Additional Participants:
Arnd Bergmann,
Daniel Vetter,
Greg KH,
Jani Nikula,
Jon Masters,
Leon Romanovsky,
Linus Walleij,
Mark Brown, and
Sean Paul.
Rodrigo
Vivi
suggested a discussion on embargo vs. upstream development, hoping to
promote an upstrream-always mentality.
Leon Romanovsky
asked for clarification, wondering why knowledge of internal Intel development
was useful outside of Intel.
Rodrigo
stated that he was concerned not about government restrictions or security
embargoes, but rather embargoes due to internal Intel restrictions.

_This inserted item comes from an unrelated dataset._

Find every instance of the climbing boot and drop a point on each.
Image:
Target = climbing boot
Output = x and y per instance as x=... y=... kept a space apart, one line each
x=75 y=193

He also suspects that Intel is not the only organization with this sort
of challenge.
Leon
was happy that Rodrigo favored upstream-first development, but based on
his own experience with Mellanox believes that the required changes are
inside Intel rather than outside
(Greg KH
agrees).
Leon also suspects that Rodrigo is struggling with the business
justification for reducing the embargo.
Daniel Vetter
believes that this problem will persist until open-source hardware becomes
ubiquitous, and states that this is not just an Intel problem.
Greg KH
wondered why this problem was specific to graphics, but agreed that a
discussion on how to handle pre-release hardware and upstream drivers
would be a nice proposal.
Daniel
agreed that it might be good to also look outside of graphics.
Mark Brown and
Leon
agreed that this would be a good topic, and Leon further asked that
Rodrigo or Daniel share their pain points.
Rodrigo
responded with the following:
- Rebasing from mainline on top of LTS is problematic because DRM
moves quickly, which will likely eventually require a rewrite
of LTS's version of DRM.
Leon
suggests basing code on the latest -rc from Linus.
- Everything is to be upstreamed as soon as the embargo lifts,
which requires tracking not only the required patches, but also
their history.
Leon
suggests that several internal developers be responsible for
upstreaming, but that original patch authors were encouraged
to respond to external mailing-list discussions.
- Code-review quality suffers due to the big-bang patch-release
to upstream.
Leon
suggested avoiding staging, citing “constant nightmare
with lustre”.
- Demanding good internal reviews causes problems due to the
patches having “Reviewed-by” when they first appear
in public.
Leon
believes that such “Reviewed-by” clauses are a
good thing, and are in fact a way to reward internal developers
for their time and effort.
Rodrigo believes that they have a good understanding of potential solutions
for 1-3 above, but are especially interested in discussions on 4.
Mark
said that in the past although he used an LTS backport as an integration
point for internal testing and development, he also simultaneously maintained
corresponding patches against -next as the primary development platform,
upstreaming anything that can be upstreamed as soon as feasible.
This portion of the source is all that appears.